Das Verhältnis zwischen Mann und Frau wird in "Yes" dadurch noch komplizierter, dass es um eine Affäre zwischen einer Karrierefrau, die in den USA lebte, und einem libanesischen Immigranten geht, der vom Status her als Koch weit unter ihr steht. Sind sie anfänglich noch durch ihre Erfahrungen von Gewalt in Beirut und Belfast vereint, so bezeichnet er sie später als Imperialistin und schimpft seinen Arbeitskollegen gegenüber über den Exhibitionismus westlicher Frauen. Er sieht sich als unterlegen, weil sie im Restaurant für ihn zahlt, und versteht nicht, warum er sie liebt, diese Frau, deren Augen zu blau, deren Haar zu blond ist. Schönheitsideale und Machtverhältnisse zwischen Geschlechtern, das Gleichsetzen des Individuums mit dem Land oder einer Kultur entzweien diese Liebenden, denn sobald in der sicheren Nische ihres körperlichen Verlangens eine Annäherung statt findet, wird alles unsicher: die Außenwelt der Charaktere dringt ein, ihre Erziehung, ihr Glauben, ihre gesamte Identität.
Zeigt sich im Mikrokosmos ihrer Beziehung der Makrokosmos der Welt, so werden Mikro- und Makrokosmos auch an anderen Stellen sichtbar. "Yes" ist angesiedelt in einem Meer aus Putzfrauen, unter denen die Putzfrau der Familie, Shirley Henderson, das Geschehen kommentiert und formal als griechischer Chor fungiert, der zwischen den handelnden Figuren und dem Zuschauer steht. Sie spricht über die Welt der ganz kleinen Dinge, über Schmutz und Staub, über Bakterien und auch metaphysische Aspekte, wie zum Beispiel, ob wir nur eine Staubflocke des Universums sind, die irgendwo weg geputzt wurde. Mag sich dies seltsam anhören, so ist es doch eine Betrachtung dessen, was um uns ist und was wir nicht wahrnehmen. Es gibt Kleinstorganismen um uns und wir selbst sind nur ein Haufen von Zellen, die wir gar nicht wirklich wahrnehmen. Auch SIE versucht, das Leben zu erklären, doch tut sie es mit der Molekularbiologie. So glaubt SIE nur an die Wissenschaft, während SIE früher katholisch war. Es gibt eine Szene in "Yes", in der sie Gott beichtet - mit Hilfe einer Videokamera. Doch auf der anderen Seite der Linse - sind wir, die Zuschauer.

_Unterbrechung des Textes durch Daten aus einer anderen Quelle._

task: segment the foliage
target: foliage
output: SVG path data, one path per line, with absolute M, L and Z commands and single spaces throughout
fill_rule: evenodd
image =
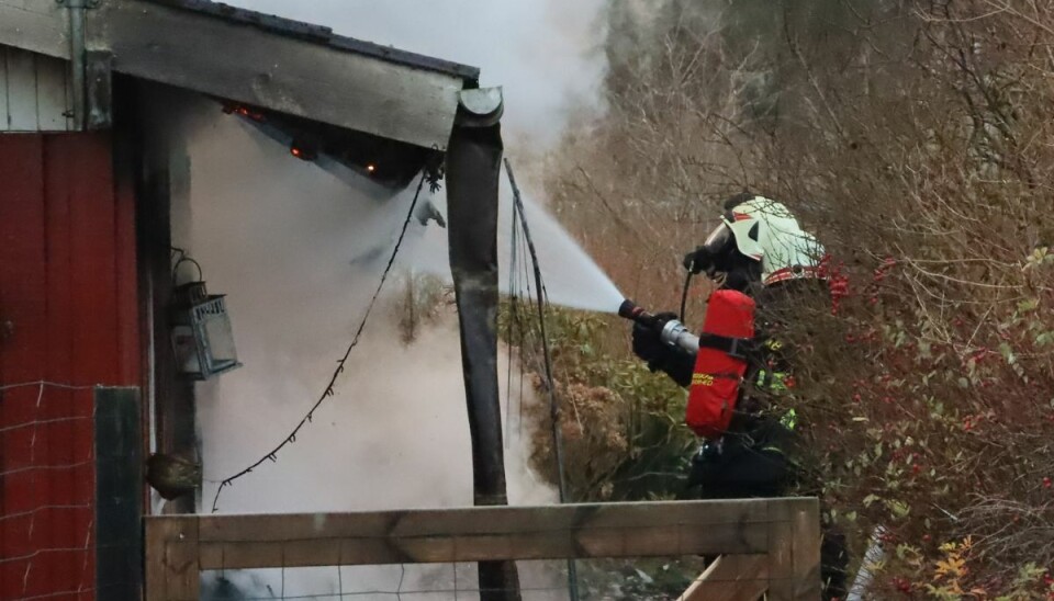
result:
M 535 432 L 535 467 L 557 480 L 540 353 L 532 307 L 505 303 L 500 331 L 518 347 L 540 401 L 530 408 L 541 426 Z M 626 344 L 627 322 L 562 308 L 546 311 L 560 432 L 564 445 L 569 498 L 574 501 L 673 497 L 683 486 L 693 444 L 680 427 L 685 394 L 663 374 L 653 374 L 625 350 L 604 348 L 605 332 L 616 330 Z
M 825 30 L 815 2 L 758 19 L 743 1 L 724 16 L 725 2 L 652 4 L 613 9 L 609 110 L 552 159 L 561 219 L 660 308 L 720 200 L 790 205 L 833 258 L 836 303 L 797 307 L 784 334 L 799 385 L 778 400 L 855 555 L 885 529 L 875 592 L 1050 596 L 1054 5 L 841 2 Z M 625 327 L 551 321 L 564 415 L 601 387 L 625 431 L 623 446 L 574 451 L 605 465 L 576 495 L 644 495 L 617 478 L 683 461 L 683 393 L 628 356 Z M 613 330 L 623 345 L 602 352 Z

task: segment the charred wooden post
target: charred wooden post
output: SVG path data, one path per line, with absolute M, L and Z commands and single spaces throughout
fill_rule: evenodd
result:
M 460 95 L 447 150 L 450 270 L 461 330 L 461 363 L 472 438 L 475 504 L 508 504 L 497 389 L 497 185 L 502 168 L 502 95 Z M 480 599 L 517 601 L 512 562 L 480 562 Z

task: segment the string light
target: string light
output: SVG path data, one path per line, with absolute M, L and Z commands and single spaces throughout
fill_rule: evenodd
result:
M 377 291 L 373 292 L 373 297 L 370 298 L 370 304 L 366 307 L 366 313 L 362 314 L 362 319 L 359 321 L 359 327 L 355 331 L 355 336 L 351 338 L 351 342 L 348 344 L 348 348 L 344 351 L 344 356 L 337 361 L 337 368 L 333 372 L 333 375 L 329 377 L 329 383 L 326 384 L 325 389 L 322 393 L 322 396 L 312 405 L 311 409 L 307 410 L 307 413 L 301 418 L 300 422 L 293 428 L 292 432 L 289 433 L 282 442 L 266 453 L 262 457 L 257 460 L 255 463 L 246 467 L 245 469 L 238 472 L 237 474 L 220 480 L 220 488 L 216 489 L 216 496 L 212 499 L 212 512 L 215 513 L 220 508 L 220 495 L 223 492 L 223 489 L 227 486 L 231 486 L 238 478 L 251 474 L 253 469 L 260 466 L 264 462 L 270 461 L 271 463 L 278 463 L 278 452 L 284 449 L 287 445 L 296 442 L 296 434 L 300 433 L 300 430 L 310 423 L 314 417 L 315 411 L 318 407 L 322 406 L 323 401 L 336 394 L 334 388 L 337 383 L 337 378 L 340 377 L 340 374 L 344 373 L 344 364 L 348 361 L 348 356 L 351 355 L 351 349 L 355 349 L 359 345 L 359 339 L 362 336 L 362 330 L 366 329 L 366 322 L 370 318 L 370 313 L 373 310 L 373 305 L 377 304 L 377 298 L 381 295 L 381 290 L 384 287 L 384 282 L 388 280 L 389 273 L 392 271 L 392 265 L 395 263 L 395 256 L 399 254 L 400 247 L 403 246 L 403 239 L 406 237 L 406 229 L 410 226 L 410 220 L 414 216 L 414 209 L 417 207 L 417 199 L 421 196 L 421 190 L 425 185 L 425 178 L 427 171 L 422 172 L 421 181 L 417 182 L 417 191 L 414 193 L 414 200 L 410 203 L 410 211 L 406 213 L 406 218 L 403 220 L 403 228 L 399 234 L 399 239 L 395 240 L 395 248 L 392 249 L 392 254 L 388 258 L 388 264 L 384 267 L 384 272 L 381 274 L 381 280 L 378 282 Z

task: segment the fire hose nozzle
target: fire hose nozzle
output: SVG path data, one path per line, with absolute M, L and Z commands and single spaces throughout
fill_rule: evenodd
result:
M 628 298 L 619 305 L 618 316 L 629 319 L 630 321 L 636 321 L 641 326 L 658 329 L 660 340 L 671 347 L 679 347 L 691 353 L 699 350 L 699 338 L 689 332 L 683 324 L 676 319 L 660 322 L 654 315 L 646 311 L 643 307 L 637 306 L 636 303 Z
M 623 300 L 623 304 L 618 306 L 618 316 L 625 317 L 631 321 L 636 321 L 641 315 L 647 315 L 642 307 L 638 307 L 637 303 L 633 303 L 629 298 Z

Der Mensch ist nicht einfach; der Mensch ist kompliziert. Wie verworren und vielschichtig Glück und Unglück, Identität und Körper sein können, davon erfahren wir im Kino viel zu selten. "Yes" endet mit dem letzten Wort aus James Joyces "Ulysses", dem einfachen "Ja" und ist damit so lebensbejahend wie wohl kaum ein anderer Film seit "American Beauty" (1999) es war. Wie Sam Mendes und sein Drehbuchautor Alan Ball vermag uns Sally Potter diese Welt zu zeigen, wie wir sie viel zu selten bewusst wahrnehmen.